It is possible that philosophers are expert intuits. They study so much about humans and the human mind, and who knows what else. It is very possible that they have a sense of intuition that most other people do not usually have or acquire. They understand what they are researching or understanding on a different level than us average people.
Yes, I would have to agree that philosophers are expert intuiters. They spend a long time thinking, writing and even researching their ideas. There is nothing concrete about philosophy, making all of it abstract. Philosophers have to use intuition on their ideas, especially ancient philosophers such as Aristotle and Plato.
By definition an intuitor has the gift or ability to understand something immediately, without the need for conscious reasoning. Almost without saying, the most renowned minds in the field of philosophy have all had in some form, this talent. Yes, philosophers are expert intuitors. Are others gifted in the art also? Probably, but the great philosophers all have had the opportunity to put their gift on display.

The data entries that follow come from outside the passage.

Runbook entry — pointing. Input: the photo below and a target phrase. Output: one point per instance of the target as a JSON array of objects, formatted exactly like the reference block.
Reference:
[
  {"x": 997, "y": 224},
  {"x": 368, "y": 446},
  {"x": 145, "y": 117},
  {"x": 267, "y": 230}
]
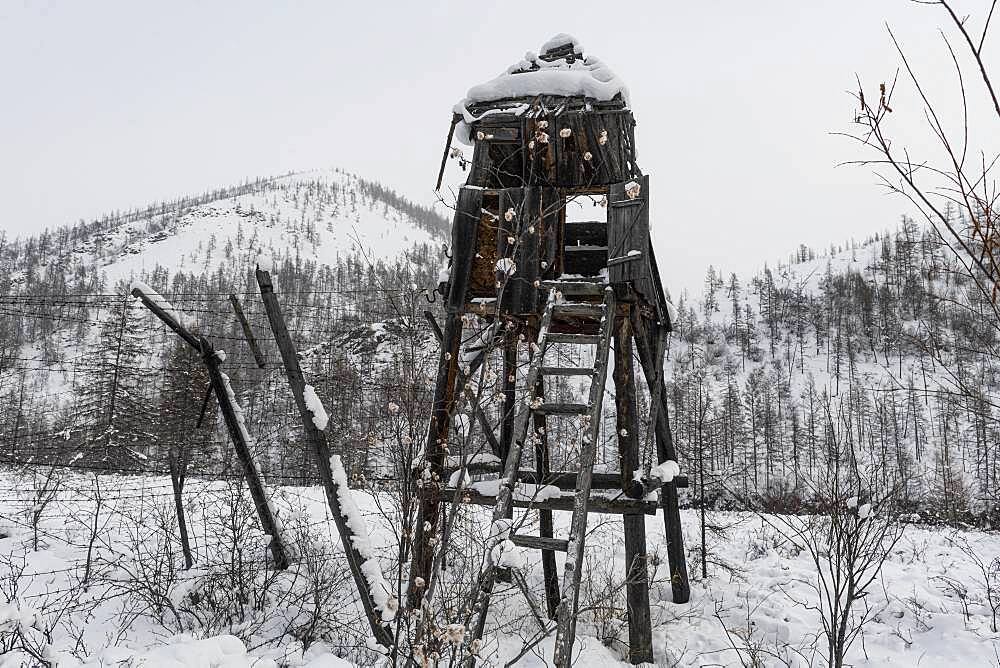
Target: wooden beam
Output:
[
  {"x": 647, "y": 339},
  {"x": 321, "y": 452},
  {"x": 545, "y": 525},
  {"x": 618, "y": 505},
  {"x": 247, "y": 332},
  {"x": 470, "y": 396},
  {"x": 640, "y": 631},
  {"x": 233, "y": 417},
  {"x": 428, "y": 515}
]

Intuition is "a natural ability or power that makes it possible to know something without any proof or evidence." (Merriam Webster) Philosophers use the world around them along with past experience and knowledge as reference. That is their proof! Besides, they typically think about the abstract or the unanswerable questions (i.E. What is life? What is God? Etc.), so they do not really "know" anything for sure. They are very conscious people of the world around them. They may understand the world around them or things about it, but it was not "immediate". They are extremely wise people, but are by no means, intuiters.
Each philosopher has his or her own beliefs but I would not say this makes them an intuiter. By definition, an intuiter does not use rational processes. Each philosopher uses a rational process to develop their theories and beliefs. They do not develop theories and beliefs without first applying some sort of concept.